Ainda que os pressupostos sejam interessantes, a pertinência clínica seja evidente e os resultados promissores, o que é facto é que a disseminação e leviandade com a qual se identificam e se atribuem problemas associados a trigger points não são suportadas pela evidência atual. Muito há a ser feito ao nível da qualidade da investigação até que se possa avaliar e intervir, conscientemente, neste tipo de condição.


Bibliografia

[1] E. A. Tough, A. R. White, S. Richards and J. Campbell, "Variability of Criteria Used to Diagnose Myofascial Trigger Point Pain Syndrome-Evidence From a Review of the Literature," Clinical Journal of pain, pp. 278-286, 2007.

[2] N. Lucas, P. Macaskill, L. Irwig, R. Moran and N. Bogduk, "Reliability of Physical Examination for Diagnosis of Myofascial Trigger Points: A Systematic Review of the Literature," Clinical Journal of Pain, pp. 80-89, 2009.

[3] D. Simons, "Reviewof enigmatic MTrPs as a common cause of enigmatic musculoskeletal pain and dysfunction," Journal of Electromyography and Kinesiology, pp. 95-107, 2004.

[4] D. Simons, "Clinical and Etiological Update of Myosfasial Pain from Trigger Points," Journal of Musculoskeletal Pain, pp. 93-121, 1996.

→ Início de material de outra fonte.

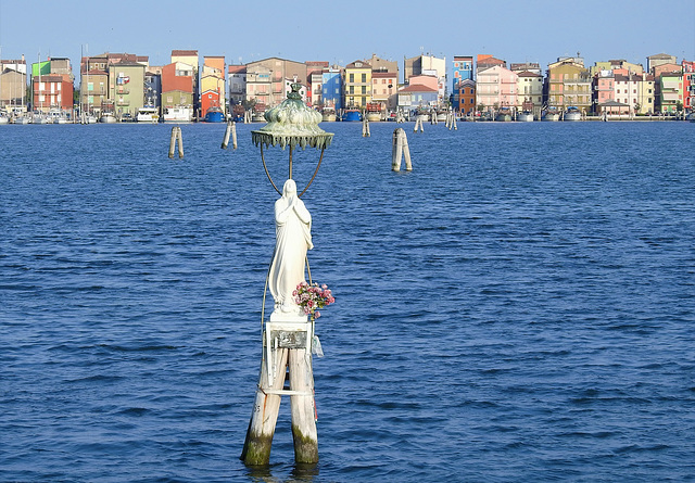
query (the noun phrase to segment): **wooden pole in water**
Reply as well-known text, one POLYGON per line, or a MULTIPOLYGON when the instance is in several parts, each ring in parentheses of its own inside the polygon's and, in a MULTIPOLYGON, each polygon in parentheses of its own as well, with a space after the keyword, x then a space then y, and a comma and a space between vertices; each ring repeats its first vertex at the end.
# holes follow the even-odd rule
POLYGON ((315 463, 318 462, 318 434, 312 358, 311 354, 307 354, 307 348, 289 348, 288 351, 290 390, 296 392, 290 396, 294 461, 315 463))
POLYGON ((274 321, 274 315, 265 323, 261 376, 241 459, 249 466, 268 465, 280 398, 289 395, 294 459, 300 463, 316 463, 318 437, 311 356, 313 322, 302 317, 293 321, 274 321), (285 387, 287 379, 289 389, 285 387))
POLYGON ((425 128, 422 127, 422 116, 420 115, 415 117, 415 129, 413 129, 413 132, 417 132, 418 128, 420 129, 420 132, 425 132, 425 128))
POLYGON ((172 139, 169 140, 169 157, 174 157, 174 153, 176 152, 176 126, 172 127, 172 139))
POLYGON ((393 141, 392 141, 392 149, 391 149, 391 170, 393 171, 401 170, 401 157, 403 156, 403 147, 399 141, 401 131, 403 131, 402 127, 396 127, 393 130, 393 141))
POLYGON ((231 136, 231 120, 227 120, 227 129, 225 129, 225 138, 222 140, 222 149, 226 150, 229 144, 229 136, 231 136))
POLYGON ((247 441, 241 452, 241 459, 247 465, 267 465, 270 460, 275 424, 278 421, 278 412, 280 411, 281 396, 279 392, 282 391, 285 385, 288 351, 288 348, 278 348, 275 364, 273 364, 266 360, 266 349, 263 349, 256 399, 253 405, 251 421, 249 421, 249 429, 247 430, 247 441), (276 374, 273 383, 269 381, 268 364, 271 364, 270 373, 276 374))
POLYGON ((410 149, 408 148, 408 138, 405 136, 405 130, 401 129, 399 132, 399 143, 401 144, 401 151, 405 157, 405 170, 412 171, 413 164, 410 163, 410 149))
POLYGON ((181 134, 181 127, 176 126, 176 131, 178 136, 178 157, 184 157, 184 135, 181 134))

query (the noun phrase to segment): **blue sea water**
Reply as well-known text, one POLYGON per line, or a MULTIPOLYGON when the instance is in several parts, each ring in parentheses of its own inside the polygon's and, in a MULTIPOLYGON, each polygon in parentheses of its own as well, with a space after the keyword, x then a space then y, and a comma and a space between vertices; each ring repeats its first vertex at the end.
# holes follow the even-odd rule
POLYGON ((321 124, 320 461, 252 469, 260 126, 0 126, 0 481, 695 481, 695 125, 321 124))

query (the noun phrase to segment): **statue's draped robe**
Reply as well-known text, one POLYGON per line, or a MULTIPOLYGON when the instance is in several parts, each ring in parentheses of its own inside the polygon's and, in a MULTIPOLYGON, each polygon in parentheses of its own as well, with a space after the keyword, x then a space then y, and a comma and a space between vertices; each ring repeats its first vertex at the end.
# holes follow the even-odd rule
POLYGON ((275 203, 276 245, 270 265, 268 284, 275 298, 276 309, 289 312, 296 307, 292 292, 305 281, 306 251, 313 247, 312 216, 304 203, 296 198, 294 206, 289 206, 290 198, 286 189, 282 198, 275 203))

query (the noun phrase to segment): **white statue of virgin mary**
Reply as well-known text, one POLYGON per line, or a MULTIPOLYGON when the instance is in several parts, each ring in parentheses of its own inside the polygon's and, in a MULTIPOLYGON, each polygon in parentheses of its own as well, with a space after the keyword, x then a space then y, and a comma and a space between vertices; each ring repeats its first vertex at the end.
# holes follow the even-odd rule
POLYGON ((312 215, 298 196, 294 180, 288 179, 275 202, 276 244, 268 279, 275 312, 299 312, 292 292, 305 281, 306 251, 314 247, 311 229, 312 215))

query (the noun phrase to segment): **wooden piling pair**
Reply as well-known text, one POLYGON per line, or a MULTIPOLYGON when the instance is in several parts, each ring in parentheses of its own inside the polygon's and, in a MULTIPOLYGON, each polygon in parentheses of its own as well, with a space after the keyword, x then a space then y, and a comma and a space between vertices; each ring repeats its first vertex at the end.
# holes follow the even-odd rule
POLYGON ((172 139, 169 140, 169 157, 174 157, 176 152, 176 143, 178 141, 178 157, 184 157, 184 136, 181 135, 181 127, 172 127, 172 139))
POLYGON ((425 128, 422 127, 422 116, 420 115, 415 118, 415 128, 413 129, 413 132, 417 132, 418 129, 420 132, 425 132, 425 128))
POLYGON ((405 157, 405 170, 406 171, 413 170, 413 164, 410 163, 410 149, 408 148, 408 139, 405 136, 405 130, 402 127, 399 127, 393 131, 392 153, 393 153, 392 161, 391 161, 392 170, 394 171, 401 170, 402 157, 405 157))
POLYGON ((304 317, 265 323, 264 349, 256 398, 241 460, 249 466, 268 465, 282 395, 290 396, 294 460, 318 462, 318 435, 312 369, 313 325, 304 317), (285 387, 289 380, 289 387, 285 387))
POLYGON ((456 114, 453 112, 450 112, 448 114, 446 114, 446 127, 448 128, 448 130, 457 130, 458 128, 456 127, 456 114))
POLYGON ((225 130, 225 139, 222 141, 222 149, 226 150, 229 145, 229 137, 231 136, 231 148, 237 149, 237 123, 227 120, 227 129, 225 130))

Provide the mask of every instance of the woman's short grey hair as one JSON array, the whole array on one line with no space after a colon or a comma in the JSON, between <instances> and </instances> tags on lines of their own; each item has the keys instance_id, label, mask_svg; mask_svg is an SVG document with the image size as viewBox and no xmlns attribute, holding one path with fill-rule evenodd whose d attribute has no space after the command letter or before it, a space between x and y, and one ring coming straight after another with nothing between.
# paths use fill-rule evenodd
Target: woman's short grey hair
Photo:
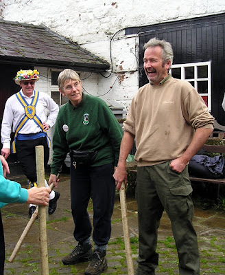
<instances>
[{"instance_id":1,"label":"woman's short grey hair","mask_svg":"<svg viewBox=\"0 0 225 275\"><path fill-rule=\"evenodd\" d=\"M169 42L167 42L165 40L159 40L154 37L144 45L143 50L145 50L147 47L154 47L156 46L160 46L162 48L162 57L163 63L165 63L168 60L170 60L171 65L172 65L174 60L174 52L172 46Z\"/></svg>"},{"instance_id":2,"label":"woman's short grey hair","mask_svg":"<svg viewBox=\"0 0 225 275\"><path fill-rule=\"evenodd\" d=\"M61 91L62 91L64 82L69 79L80 81L79 74L71 69L65 69L58 75L58 86Z\"/></svg>"}]
</instances>

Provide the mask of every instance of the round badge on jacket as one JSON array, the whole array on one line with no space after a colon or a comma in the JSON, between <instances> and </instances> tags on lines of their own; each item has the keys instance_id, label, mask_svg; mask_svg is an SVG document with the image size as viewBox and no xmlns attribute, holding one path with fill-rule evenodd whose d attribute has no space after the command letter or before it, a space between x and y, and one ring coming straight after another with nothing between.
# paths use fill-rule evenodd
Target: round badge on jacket
<instances>
[{"instance_id":1,"label":"round badge on jacket","mask_svg":"<svg viewBox=\"0 0 225 275\"><path fill-rule=\"evenodd\" d=\"M84 125L86 125L89 123L89 114L88 113L84 113L83 123Z\"/></svg>"},{"instance_id":2,"label":"round badge on jacket","mask_svg":"<svg viewBox=\"0 0 225 275\"><path fill-rule=\"evenodd\" d=\"M64 125L62 126L62 129L63 129L63 131L64 131L64 132L68 132L68 131L69 131L69 126L68 126L68 125L67 125L67 124L64 124Z\"/></svg>"}]
</instances>

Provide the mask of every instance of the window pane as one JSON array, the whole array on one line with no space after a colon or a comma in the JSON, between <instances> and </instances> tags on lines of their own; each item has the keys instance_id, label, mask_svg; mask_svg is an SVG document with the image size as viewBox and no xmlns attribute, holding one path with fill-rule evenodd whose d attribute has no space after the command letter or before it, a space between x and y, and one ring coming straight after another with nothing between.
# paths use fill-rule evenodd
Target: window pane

[5] C. Myburgh, A. H. Larsen and J. Hartvigsen, "A Systematic, Critical Review of Manual Palpation for Identifying Myofascial Trigger Points: Evidence and Clinical Significance," Arch Phys Med Rehabil, pp. 1169- 1176, 2009.

[6] J. P. Shah and E. A. Gilliams, "Uncovering the biochemical milieu of myofascial trigger points using in vivo microdialysis: An application of muscle pain concepts to myofascial pain syndrome," Journal of Bodywork and Movement Therapies, pp. 371-384, 2008.

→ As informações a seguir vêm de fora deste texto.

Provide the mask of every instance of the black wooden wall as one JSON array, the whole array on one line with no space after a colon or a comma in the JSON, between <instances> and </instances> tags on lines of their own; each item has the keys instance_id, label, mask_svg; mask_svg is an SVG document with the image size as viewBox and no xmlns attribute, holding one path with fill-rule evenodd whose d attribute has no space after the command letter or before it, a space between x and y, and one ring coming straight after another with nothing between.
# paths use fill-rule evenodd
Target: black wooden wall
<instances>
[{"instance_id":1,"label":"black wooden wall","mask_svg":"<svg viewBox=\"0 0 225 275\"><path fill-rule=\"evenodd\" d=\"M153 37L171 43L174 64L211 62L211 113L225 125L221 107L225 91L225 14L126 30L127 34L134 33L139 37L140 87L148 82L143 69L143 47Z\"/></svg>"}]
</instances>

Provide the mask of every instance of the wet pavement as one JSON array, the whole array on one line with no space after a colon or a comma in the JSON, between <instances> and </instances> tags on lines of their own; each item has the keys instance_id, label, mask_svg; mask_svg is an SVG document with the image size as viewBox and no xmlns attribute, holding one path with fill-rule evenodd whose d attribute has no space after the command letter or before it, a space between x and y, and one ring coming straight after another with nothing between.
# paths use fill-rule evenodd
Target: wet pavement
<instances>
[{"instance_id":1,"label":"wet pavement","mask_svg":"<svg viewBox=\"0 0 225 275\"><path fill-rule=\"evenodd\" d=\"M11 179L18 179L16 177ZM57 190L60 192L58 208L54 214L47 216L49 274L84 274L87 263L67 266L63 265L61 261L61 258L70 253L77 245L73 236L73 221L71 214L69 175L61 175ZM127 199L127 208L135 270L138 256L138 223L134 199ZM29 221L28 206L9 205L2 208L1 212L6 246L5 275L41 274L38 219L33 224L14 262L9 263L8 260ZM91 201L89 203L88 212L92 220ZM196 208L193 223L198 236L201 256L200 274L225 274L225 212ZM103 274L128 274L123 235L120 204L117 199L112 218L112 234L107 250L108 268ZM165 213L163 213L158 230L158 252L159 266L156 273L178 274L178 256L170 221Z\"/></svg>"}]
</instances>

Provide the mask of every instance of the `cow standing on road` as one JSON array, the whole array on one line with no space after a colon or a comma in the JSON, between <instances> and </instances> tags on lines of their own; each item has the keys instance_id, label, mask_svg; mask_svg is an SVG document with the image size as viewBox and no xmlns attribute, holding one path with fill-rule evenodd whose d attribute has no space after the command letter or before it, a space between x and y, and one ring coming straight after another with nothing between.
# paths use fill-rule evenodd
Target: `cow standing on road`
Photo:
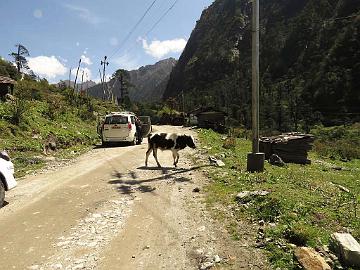
<instances>
[{"instance_id":1,"label":"cow standing on road","mask_svg":"<svg viewBox=\"0 0 360 270\"><path fill-rule=\"evenodd\" d=\"M195 140L192 136L180 135L177 133L156 133L148 136L148 150L146 151L145 166L148 164L148 158L153 151L154 158L158 167L161 167L157 159L157 150L160 149L170 150L174 158L174 166L177 166L179 162L179 151L184 149L186 146L195 149Z\"/></svg>"}]
</instances>

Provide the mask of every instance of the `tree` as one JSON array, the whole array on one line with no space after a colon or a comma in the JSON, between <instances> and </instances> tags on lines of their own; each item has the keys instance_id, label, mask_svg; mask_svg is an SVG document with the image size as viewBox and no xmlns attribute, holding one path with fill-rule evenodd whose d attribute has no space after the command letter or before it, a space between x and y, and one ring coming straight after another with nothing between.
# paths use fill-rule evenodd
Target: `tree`
<instances>
[{"instance_id":1,"label":"tree","mask_svg":"<svg viewBox=\"0 0 360 270\"><path fill-rule=\"evenodd\" d=\"M0 58L0 75L10 77L14 80L18 79L18 72L14 65Z\"/></svg>"},{"instance_id":2,"label":"tree","mask_svg":"<svg viewBox=\"0 0 360 270\"><path fill-rule=\"evenodd\" d=\"M15 47L17 48L17 52L12 52L9 55L14 58L18 72L20 73L21 69L30 70L26 60L26 56L30 56L29 51L21 44L16 44Z\"/></svg>"}]
</instances>

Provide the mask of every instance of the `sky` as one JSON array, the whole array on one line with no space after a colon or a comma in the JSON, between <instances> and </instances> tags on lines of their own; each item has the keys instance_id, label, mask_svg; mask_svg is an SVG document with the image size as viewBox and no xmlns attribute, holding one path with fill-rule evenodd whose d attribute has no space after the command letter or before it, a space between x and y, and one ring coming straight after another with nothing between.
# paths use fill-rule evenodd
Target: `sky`
<instances>
[{"instance_id":1,"label":"sky","mask_svg":"<svg viewBox=\"0 0 360 270\"><path fill-rule=\"evenodd\" d=\"M119 68L133 70L169 57L178 59L203 9L212 2L1 0L0 57L12 60L9 53L22 44L30 53L30 68L40 78L65 80L71 69L74 80L81 59L78 78L84 72L84 81L99 82L105 55L107 78Z\"/></svg>"}]
</instances>

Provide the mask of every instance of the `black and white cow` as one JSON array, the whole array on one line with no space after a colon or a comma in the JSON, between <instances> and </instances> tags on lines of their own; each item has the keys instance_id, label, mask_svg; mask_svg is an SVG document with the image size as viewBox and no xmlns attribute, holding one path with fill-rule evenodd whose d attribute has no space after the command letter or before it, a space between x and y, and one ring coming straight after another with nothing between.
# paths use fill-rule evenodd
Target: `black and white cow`
<instances>
[{"instance_id":1,"label":"black and white cow","mask_svg":"<svg viewBox=\"0 0 360 270\"><path fill-rule=\"evenodd\" d=\"M155 133L148 136L148 150L146 151L145 166L147 166L148 158L153 151L154 158L159 167L161 167L157 159L157 150L171 150L174 158L174 166L176 167L179 161L179 150L184 149L186 146L196 148L195 140L192 136L181 135L177 133Z\"/></svg>"}]
</instances>

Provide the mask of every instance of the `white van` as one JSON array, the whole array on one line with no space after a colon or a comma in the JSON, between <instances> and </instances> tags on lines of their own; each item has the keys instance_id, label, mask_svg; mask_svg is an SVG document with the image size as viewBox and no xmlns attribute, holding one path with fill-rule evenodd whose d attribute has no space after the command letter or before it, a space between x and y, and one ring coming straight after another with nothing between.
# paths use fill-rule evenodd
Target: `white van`
<instances>
[{"instance_id":1,"label":"white van","mask_svg":"<svg viewBox=\"0 0 360 270\"><path fill-rule=\"evenodd\" d=\"M9 155L2 151L0 152L0 208L4 204L5 191L13 189L16 184L14 164L11 162Z\"/></svg>"},{"instance_id":2,"label":"white van","mask_svg":"<svg viewBox=\"0 0 360 270\"><path fill-rule=\"evenodd\" d=\"M136 143L135 114L131 112L112 112L105 116L101 127L102 145L111 142Z\"/></svg>"}]
</instances>

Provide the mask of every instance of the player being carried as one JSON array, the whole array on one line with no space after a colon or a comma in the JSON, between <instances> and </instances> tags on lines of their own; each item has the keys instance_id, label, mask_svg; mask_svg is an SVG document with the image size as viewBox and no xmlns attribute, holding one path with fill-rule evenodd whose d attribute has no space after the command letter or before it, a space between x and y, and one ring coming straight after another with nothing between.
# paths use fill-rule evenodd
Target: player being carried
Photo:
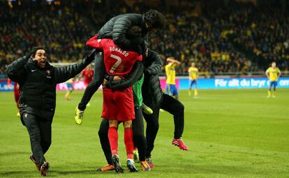
<instances>
[{"instance_id":1,"label":"player being carried","mask_svg":"<svg viewBox=\"0 0 289 178\"><path fill-rule=\"evenodd\" d=\"M142 29L140 27L132 28L138 36L141 35ZM97 39L97 36L98 34L91 38L87 42L87 45L103 50L105 72L110 76L117 76L124 79L131 72L135 62L142 60L142 56L137 52L123 50L116 45L112 40ZM126 165L131 172L138 172L133 161L132 120L135 119L135 113L133 88L131 86L124 90L104 88L103 91L103 106L101 117L109 120L108 139L114 170L117 172L124 172L117 152L117 127L119 122L123 122L127 154Z\"/></svg>"},{"instance_id":2,"label":"player being carried","mask_svg":"<svg viewBox=\"0 0 289 178\"><path fill-rule=\"evenodd\" d=\"M268 88L268 96L267 97L275 97L275 92L276 92L276 87L277 86L278 79L281 74L280 70L276 67L276 63L273 62L271 64L270 67L269 67L266 70L266 75L268 77L269 80L270 81L270 84ZM271 88L273 88L273 92L271 91Z\"/></svg>"}]
</instances>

[7] J. P. Shah, J. V. Danoff, M. J. Desai, S. Parikh, L. Y. Nakamura, T. M. Phillips and L. H. Gerber, "Biochemicals Associated With Pain and Inflammation are Elevated in Sites Near to and Remote From Active Myofascial Trigger Points," Arch Phys Med Rehabil, pp. 16-23, 2008.

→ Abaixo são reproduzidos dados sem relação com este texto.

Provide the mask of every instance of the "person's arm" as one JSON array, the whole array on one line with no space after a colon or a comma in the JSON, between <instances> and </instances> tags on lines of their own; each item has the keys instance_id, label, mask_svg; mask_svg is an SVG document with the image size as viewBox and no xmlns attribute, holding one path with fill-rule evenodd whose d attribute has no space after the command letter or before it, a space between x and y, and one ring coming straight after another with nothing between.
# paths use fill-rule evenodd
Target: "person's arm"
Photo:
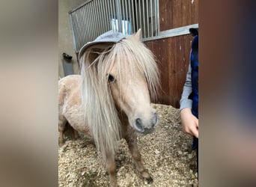
<instances>
[{"instance_id":1,"label":"person's arm","mask_svg":"<svg viewBox=\"0 0 256 187\"><path fill-rule=\"evenodd\" d=\"M198 138L198 119L192 113L192 100L189 99L192 91L191 67L189 65L180 101L180 114L183 132Z\"/></svg>"}]
</instances>

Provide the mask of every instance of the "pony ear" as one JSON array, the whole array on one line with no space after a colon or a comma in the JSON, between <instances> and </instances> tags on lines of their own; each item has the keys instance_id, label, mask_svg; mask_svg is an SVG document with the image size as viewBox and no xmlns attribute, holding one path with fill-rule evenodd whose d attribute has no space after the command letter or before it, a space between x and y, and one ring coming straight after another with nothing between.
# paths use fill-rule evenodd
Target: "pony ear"
<instances>
[{"instance_id":1,"label":"pony ear","mask_svg":"<svg viewBox=\"0 0 256 187\"><path fill-rule=\"evenodd\" d=\"M138 30L138 31L136 32L136 34L135 34L135 37L136 38L136 40L138 41L141 41L141 28L139 28Z\"/></svg>"},{"instance_id":2,"label":"pony ear","mask_svg":"<svg viewBox=\"0 0 256 187\"><path fill-rule=\"evenodd\" d=\"M88 47L85 51L88 56L87 62L91 64L103 52L111 48L112 46L112 43L99 43Z\"/></svg>"}]
</instances>

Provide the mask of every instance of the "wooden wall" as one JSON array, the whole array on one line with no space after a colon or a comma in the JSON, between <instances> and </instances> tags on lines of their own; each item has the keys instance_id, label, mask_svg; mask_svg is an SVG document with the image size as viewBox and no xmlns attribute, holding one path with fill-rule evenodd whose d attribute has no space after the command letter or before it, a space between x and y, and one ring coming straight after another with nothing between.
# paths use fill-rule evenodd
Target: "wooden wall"
<instances>
[{"instance_id":1,"label":"wooden wall","mask_svg":"<svg viewBox=\"0 0 256 187\"><path fill-rule=\"evenodd\" d=\"M159 0L160 31L198 23L198 0ZM162 90L158 103L180 107L189 64L190 34L147 41L160 70Z\"/></svg>"},{"instance_id":2,"label":"wooden wall","mask_svg":"<svg viewBox=\"0 0 256 187\"><path fill-rule=\"evenodd\" d=\"M198 23L198 0L159 0L161 31L195 23Z\"/></svg>"}]
</instances>

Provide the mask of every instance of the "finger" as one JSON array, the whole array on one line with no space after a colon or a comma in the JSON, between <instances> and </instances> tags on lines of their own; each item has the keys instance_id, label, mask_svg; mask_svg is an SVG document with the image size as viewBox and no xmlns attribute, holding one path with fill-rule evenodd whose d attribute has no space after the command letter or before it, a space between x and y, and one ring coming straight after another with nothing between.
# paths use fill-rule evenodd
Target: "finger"
<instances>
[{"instance_id":1,"label":"finger","mask_svg":"<svg viewBox=\"0 0 256 187\"><path fill-rule=\"evenodd\" d=\"M192 129L191 132L195 138L198 138L198 129L197 128Z\"/></svg>"}]
</instances>

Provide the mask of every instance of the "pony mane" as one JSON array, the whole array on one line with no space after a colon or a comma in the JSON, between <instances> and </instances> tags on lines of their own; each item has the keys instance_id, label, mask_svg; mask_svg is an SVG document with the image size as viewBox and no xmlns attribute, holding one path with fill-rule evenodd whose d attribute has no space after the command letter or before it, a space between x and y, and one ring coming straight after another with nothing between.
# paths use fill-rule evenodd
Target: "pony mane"
<instances>
[{"instance_id":1,"label":"pony mane","mask_svg":"<svg viewBox=\"0 0 256 187\"><path fill-rule=\"evenodd\" d=\"M159 71L153 55L134 36L104 49L95 47L84 53L81 58L81 88L85 118L97 149L105 161L108 154L115 155L121 129L118 111L107 78L115 63L117 63L118 80L122 79L121 77L125 79L126 73L122 73L124 70L129 69L133 75L134 67L138 67L147 82L152 99L156 98L159 85Z\"/></svg>"}]
</instances>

[8] Q. Chen, S. Bensamoun, J. R. Basford, J. M. Thompson and K.-N. An, "Identification and Quantification of Myofascial Taut Bands With Magnetic Resonance Elastography," Arch Phys Med Rehabil, pp. 1658-1661, 2007.

[9] D. G. Simons, "New Views of Myofascial Trigger Points: Etiology and Diagnosis," Arch Phys Med Rehabil, pp. 157-159, 2008.

[10] J. L. Quintner, G. M. Bove and M. L. Cohen, "A critical evaluation of the trigger point phenomenon," Rheumatology, pp. 392-399, 2015.

[11] J. Dommerholt and R. D. Gerwin, "A Critical Evaluation of Quintner et al: Missing the Point," Journal of Bodywork & Movement Therapies, pp. 1-37, 2015.

[12] J. Dommerholt, C. Bron and J. Franssen, "Myofascial Trigger Points: An Evidence-Informed Review,"The Journal of Manual & Manipulative Therapy, pp. 203-221, 2006.